Nobody consciously thinks this, of course. But it’s everywhere in our culture if you know what you are looking for.  We inherit this ideological legacies via cultural osmosis.

That’s the real work of philosophy : changing that shared ideological inheritance. It’s a somewhat thankless job as to the world, it seems like all philosophers do is have abstruse arguments of no practical value with one another.

Don’t be fooled. The ideas that open the door to the future are born of such activity. Progress demands a steady expansion of not just our technology but our understanding of ourselves and our world.

And it’s us lonely mental perverts who spend way too much time thinking about stuff that expand that understanding and enable all progress.

But especially social progress. We’re the ones who reject the received valuations of our cultures and force our societies to become more consistent with its highest ideals.

God it’s hard to write in this heat. Kind of wish I had chosen a different path with today’s entry. I know in my head what I am trying to convey, but the heat is making my mind too fuzzy to put it into words to my own satisfaction.

What I think of as my ‘writerly instrument’ – that complex machine that turns what is in my head into words on the screen – is feeling very heavy and unwieldly right now.

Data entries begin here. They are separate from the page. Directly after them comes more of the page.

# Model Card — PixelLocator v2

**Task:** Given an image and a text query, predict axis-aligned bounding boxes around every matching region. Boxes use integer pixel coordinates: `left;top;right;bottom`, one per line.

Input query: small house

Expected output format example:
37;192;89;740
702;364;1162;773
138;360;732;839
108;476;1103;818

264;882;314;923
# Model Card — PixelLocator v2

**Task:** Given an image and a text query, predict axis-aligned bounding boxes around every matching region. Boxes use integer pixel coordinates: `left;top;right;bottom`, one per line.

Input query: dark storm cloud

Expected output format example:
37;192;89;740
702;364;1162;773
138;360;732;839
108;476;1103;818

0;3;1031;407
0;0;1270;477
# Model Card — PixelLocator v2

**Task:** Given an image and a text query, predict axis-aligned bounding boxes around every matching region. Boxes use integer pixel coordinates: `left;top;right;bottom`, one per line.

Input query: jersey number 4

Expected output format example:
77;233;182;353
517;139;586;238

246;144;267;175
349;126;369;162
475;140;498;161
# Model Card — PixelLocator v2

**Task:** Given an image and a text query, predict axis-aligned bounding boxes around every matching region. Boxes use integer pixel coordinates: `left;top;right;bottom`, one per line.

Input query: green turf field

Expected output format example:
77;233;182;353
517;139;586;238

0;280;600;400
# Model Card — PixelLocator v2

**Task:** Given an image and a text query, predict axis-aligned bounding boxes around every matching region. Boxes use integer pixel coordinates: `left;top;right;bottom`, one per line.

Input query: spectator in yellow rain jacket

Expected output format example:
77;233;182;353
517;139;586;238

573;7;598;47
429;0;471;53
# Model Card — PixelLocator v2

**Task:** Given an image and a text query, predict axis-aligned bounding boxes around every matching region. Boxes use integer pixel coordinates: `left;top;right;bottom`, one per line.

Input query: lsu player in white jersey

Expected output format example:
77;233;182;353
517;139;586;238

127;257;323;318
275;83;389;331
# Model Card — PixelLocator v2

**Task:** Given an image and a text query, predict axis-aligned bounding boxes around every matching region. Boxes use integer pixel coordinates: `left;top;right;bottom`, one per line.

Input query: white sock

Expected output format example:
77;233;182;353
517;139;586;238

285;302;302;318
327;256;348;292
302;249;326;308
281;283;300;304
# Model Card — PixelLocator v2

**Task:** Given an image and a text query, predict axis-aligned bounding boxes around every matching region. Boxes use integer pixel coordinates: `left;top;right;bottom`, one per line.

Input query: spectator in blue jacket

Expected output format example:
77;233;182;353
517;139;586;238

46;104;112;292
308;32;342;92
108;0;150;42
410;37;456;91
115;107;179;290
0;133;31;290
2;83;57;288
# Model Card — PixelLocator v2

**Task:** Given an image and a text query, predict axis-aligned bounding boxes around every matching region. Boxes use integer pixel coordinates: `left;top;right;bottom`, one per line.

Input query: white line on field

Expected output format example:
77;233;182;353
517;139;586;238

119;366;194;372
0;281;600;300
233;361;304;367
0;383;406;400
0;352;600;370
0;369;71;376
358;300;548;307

From that point of view, I am better off on the days that I can wait until 7 pm to blog. It’s usually somewhat cooler by then.

And those would be Monday, Wednesday, and Saturday. Those are the days when I don’t have anything going on in the evening.

It was different before Joe got sick. When he was working, Sundays and Thursdays were the only days when I had to blog in the afternoon.

But then his eye malfunctioned.

You know what? I think I am going to just end things here. I stand no chance of being able to write a proper conclusion right now.

I will talk to you nice people again tomorrow.